Mode: Hybrid

Date: Sunday, July 10

8:30 Check-in & Breakfast
8:45 Opening Remarks
9:00 Joint Poster Session
11:00 Break
11:15 Keynote #1
12:00 Lunch and Social
13:00 Keynote #2
13:45 Paper Presentations (Slot 1)
14:30 Break
14:45 Keynote #3
15:30 Paper Presentations (Slot 2)
16:15 Round Table Discussions
17:00 Closing Remarks

Paper Presentations (Slot 1)

An interpretable representation of dialog history in referential visual dialog
Mauricio Mazuecos, Franco Luque, Jorge Sánchez, Hernán Maina, Thomas Vadora, Luciana Benotti

Visual Dialog is assumed to require the dialog history to generate correct responses during a dialog. However, it is not clear from previous work how dialog history is needed for visual dialog. In this paper we define what it means for visual questions to require dialog history and we propose a methodology for identifying them. We release a subset of the Guesswhat?! questions for which their dialog history completely changes their responses. We propose a novel interpretable representation that visually grounds dialog history: the Region under Discussion. It constrains the image’s spatial features according to a semantic representation of the history inspired by the information structure notion of Question under Discussion. We evaluate the architecture on task-specific multi-modal models and the visual transformer model LXMERT and show that there is still room for improvement. Here we present published work (Mazuecos et al., 2021).

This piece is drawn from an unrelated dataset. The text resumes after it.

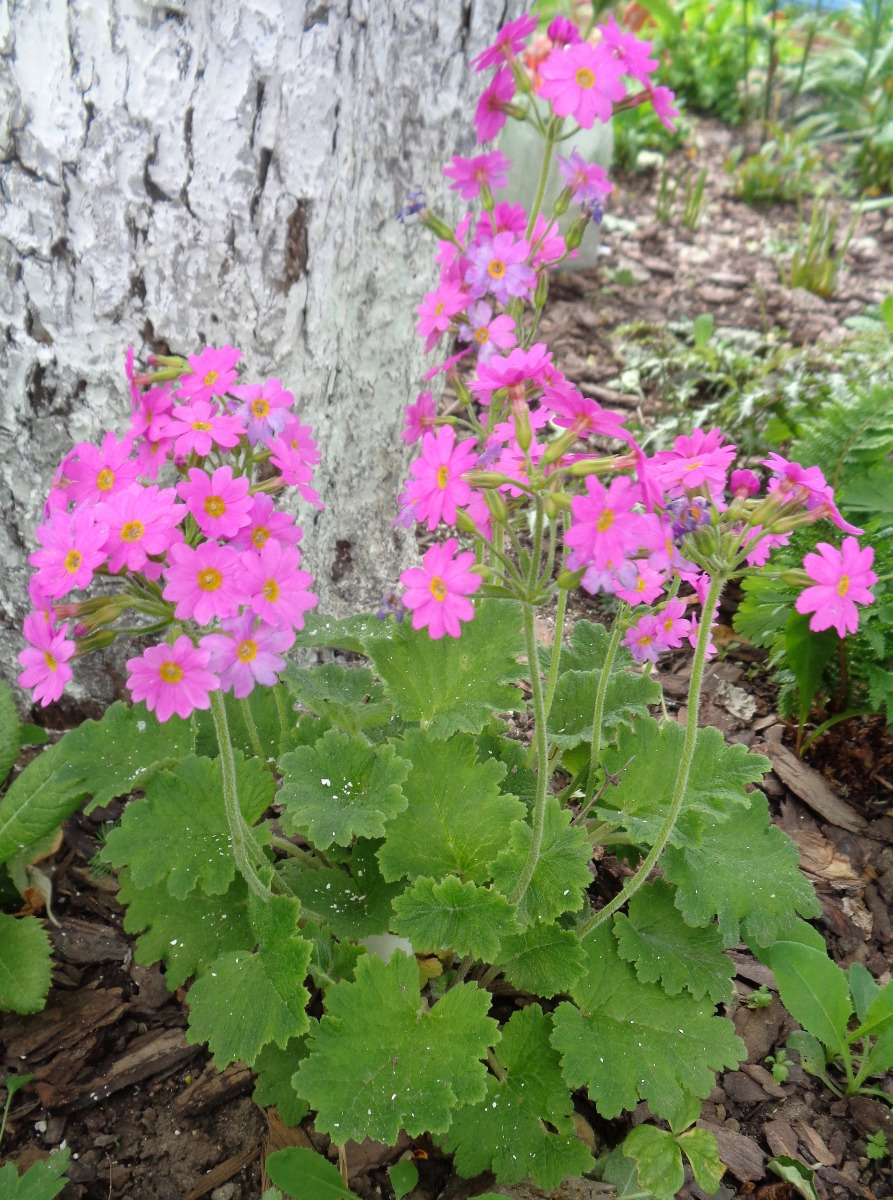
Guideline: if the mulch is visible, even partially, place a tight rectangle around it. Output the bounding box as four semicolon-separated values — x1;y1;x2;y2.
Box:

Identifying epidemic related Tweets using noisy learning
Ramya Tekumalla, Juan M. Banda

Supervised learning algorithms are heavily reliant on annotated datasets to train machine learning models. However, the curation of the annotated datasets is laborious and time consuming due to the manual effort involved and has become a huge bottleneck in supervised learning. In this work, we apply the theory of noisy learning to generate weak supervision signals instead of manual annotation. We curate a noisy labeled dataset using a labeling heuristic to identify epidemic related tweets. We evaluated the performance using a large epidemic corpus and our results demonstrate that models trained with noisy data in a class imbalanced and multi-classification weak supervision setting achieved performance greater than 90%.

Automatic multi-modal processing of language and vision to assist people with visual impairments
Hernán Maina, Luciana Benotti

In recent years, the study of the intersection between vision and language modalities, specifically in visual question answering (VQA) models, has gained significant appeal due to its great potential in assistive applications for people with visual disabilities. Despite this, to date, many of the existing VQA models are nor applicable to this goal for at least three reasons. To begin with, they are designed to respond to a single question. That is, they are not able to give feedback to incomplete or incremental questions. Secondly, they only consider a single image which is neither blurred, nor poorly focused, nor poorly framed. All these problems are directly related to the loss of the visual capacity. People with visual disabilities may have trouble interacting with a visual user interface for asking questions and for taking adequate photographs. They also frequently need to read text captured by the images, and most current VQA systems fall short in this task. This work presents a PhD proposal with four lines of research that will be carried out until December 2025. It investigates techniques that increase the robustness of the VQA models. In particular we propose the integration of dialogue history, the analysis of more than one input image, and the incorporation of text recognition capabilities to the models. All of these contributions are motivated to assist people with vision problems with their day-to-day tasks.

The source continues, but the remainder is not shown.